STDDEV, STDDEV_SAMP, STDDEV_POP functions
An aggregate function that returns the standard deviation of a set of numbers.
Syntax:
{ STDDEV | STDDEV_SAMP | STDDEV_POP } ([DISTINCT | ALL] expression)
This function works with any numeric data type.
Return type: DOUBLE
in Impala 2.0 and higher; STRING
in earlier
releases
This function is typically used in mathematical formulas related to probability distributions.
The STDDEV_POP()
and STDDEV_SAMP()
functions compute the population
standard deviation and sample standard deviation, respectively, of the input values.
(STDDEV()
is an alias for STDDEV_SAMP()
.) Both functions evaluate all input
rows matched by the query. The difference is that STDDEV_SAMP()
is scaled by
1/(N-1)
while STDDEV_POP()
is scaled by 1/N
.
If no input rows match the query, the result of any of these functions is NULL
. If a single
input row matches the query, the result of any of these functions is "0.0"
.
Examples:
This example demonstrates how STDDEV()
and STDDEV_SAMP()
return the same
result, while STDDEV_POP()
uses a slightly different calculation to reflect that the input
data is considered part of a larger population
.
[localhost:21000] > select stddev(score) from test_scores;
+---------------+
| stddev(score) |
+---------------+
| 28.5 |
+---------------+
[localhost:21000] > select stddev_samp(score) from test_scores;
+--------------------+
| stddev_samp(score) |
+--------------------+
| 28.5 |
+--------------------+
[localhost:21000] > select stddev_pop(score) from test_scores;
+-------------------+
| stddev_pop(score) |
+-------------------+
| 28.4858 |
+-------------------+
This example demonstrates that, because the return value of these aggregate functions is a
STRING
, you must currently convert the result with CAST
.
[localhost:21000] > create table score_stats as select cast(stddev(score) as decimal(7,4)) `standard_deviation`, cast(variance(score) as decimal(7,4)) `variance` from test_scores;
+-------------------+
| summary |
+-------------------+
| Inserted 1 row(s) |
+-------------------+
[localhost:21000] > desc score_stats;
+--------------------+--------------+---------+
| name | type | comment |
+--------------------+--------------+---------+
| standard_deviation | decimal(7,4) | |
| variance | decimal(7,4) | |
+--------------------+--------------+---------+
Restrictions:
This function cannot be used in an analytic context. That is, the OVER()

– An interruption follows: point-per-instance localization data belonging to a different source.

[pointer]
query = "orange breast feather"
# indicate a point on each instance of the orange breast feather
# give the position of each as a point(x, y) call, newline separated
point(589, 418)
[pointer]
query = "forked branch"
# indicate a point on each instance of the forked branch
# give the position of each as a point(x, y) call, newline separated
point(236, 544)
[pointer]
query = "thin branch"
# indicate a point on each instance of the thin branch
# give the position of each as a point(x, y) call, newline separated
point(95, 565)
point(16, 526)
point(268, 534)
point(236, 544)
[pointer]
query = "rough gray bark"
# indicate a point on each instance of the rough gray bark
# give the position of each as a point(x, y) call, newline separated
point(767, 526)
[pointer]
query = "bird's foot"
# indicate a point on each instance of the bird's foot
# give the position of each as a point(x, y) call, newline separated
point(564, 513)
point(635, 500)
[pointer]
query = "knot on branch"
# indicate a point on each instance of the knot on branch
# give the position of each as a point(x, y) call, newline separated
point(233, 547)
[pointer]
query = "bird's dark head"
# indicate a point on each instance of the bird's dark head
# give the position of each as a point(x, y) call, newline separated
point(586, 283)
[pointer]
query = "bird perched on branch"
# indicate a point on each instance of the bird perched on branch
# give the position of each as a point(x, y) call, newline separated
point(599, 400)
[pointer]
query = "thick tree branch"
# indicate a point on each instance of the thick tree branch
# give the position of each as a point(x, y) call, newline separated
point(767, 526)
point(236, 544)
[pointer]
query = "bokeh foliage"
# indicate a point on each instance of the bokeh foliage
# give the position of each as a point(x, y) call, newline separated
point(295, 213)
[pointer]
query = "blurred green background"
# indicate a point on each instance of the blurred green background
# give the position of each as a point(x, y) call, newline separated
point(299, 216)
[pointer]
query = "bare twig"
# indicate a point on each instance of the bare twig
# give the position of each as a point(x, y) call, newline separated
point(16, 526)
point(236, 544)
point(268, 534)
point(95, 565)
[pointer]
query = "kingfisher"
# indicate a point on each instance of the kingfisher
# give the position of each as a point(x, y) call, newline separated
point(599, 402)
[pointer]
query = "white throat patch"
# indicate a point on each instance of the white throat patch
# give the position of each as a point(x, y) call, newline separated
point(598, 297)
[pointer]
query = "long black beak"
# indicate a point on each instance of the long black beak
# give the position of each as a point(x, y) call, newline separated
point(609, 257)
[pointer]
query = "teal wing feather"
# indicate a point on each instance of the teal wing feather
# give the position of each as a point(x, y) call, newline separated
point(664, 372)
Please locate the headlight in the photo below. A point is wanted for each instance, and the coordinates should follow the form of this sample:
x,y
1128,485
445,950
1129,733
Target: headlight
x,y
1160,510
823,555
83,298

clause is not allowed at all with this function.
Related information:
The STDDEV()
, STDDEV_POP()
, and STDDEV_SAMP()
functions compute the standard deviation (square root of the variance) based on the results
of VARIANCE()
, VARIANCE_POP()
, and
VARIANCE_SAMP()
respectively. See VARIANCE, VARIANCE_SAMP, VARIANCE_POP, VAR_SAMP, VAR_POP functions for details about the variance property.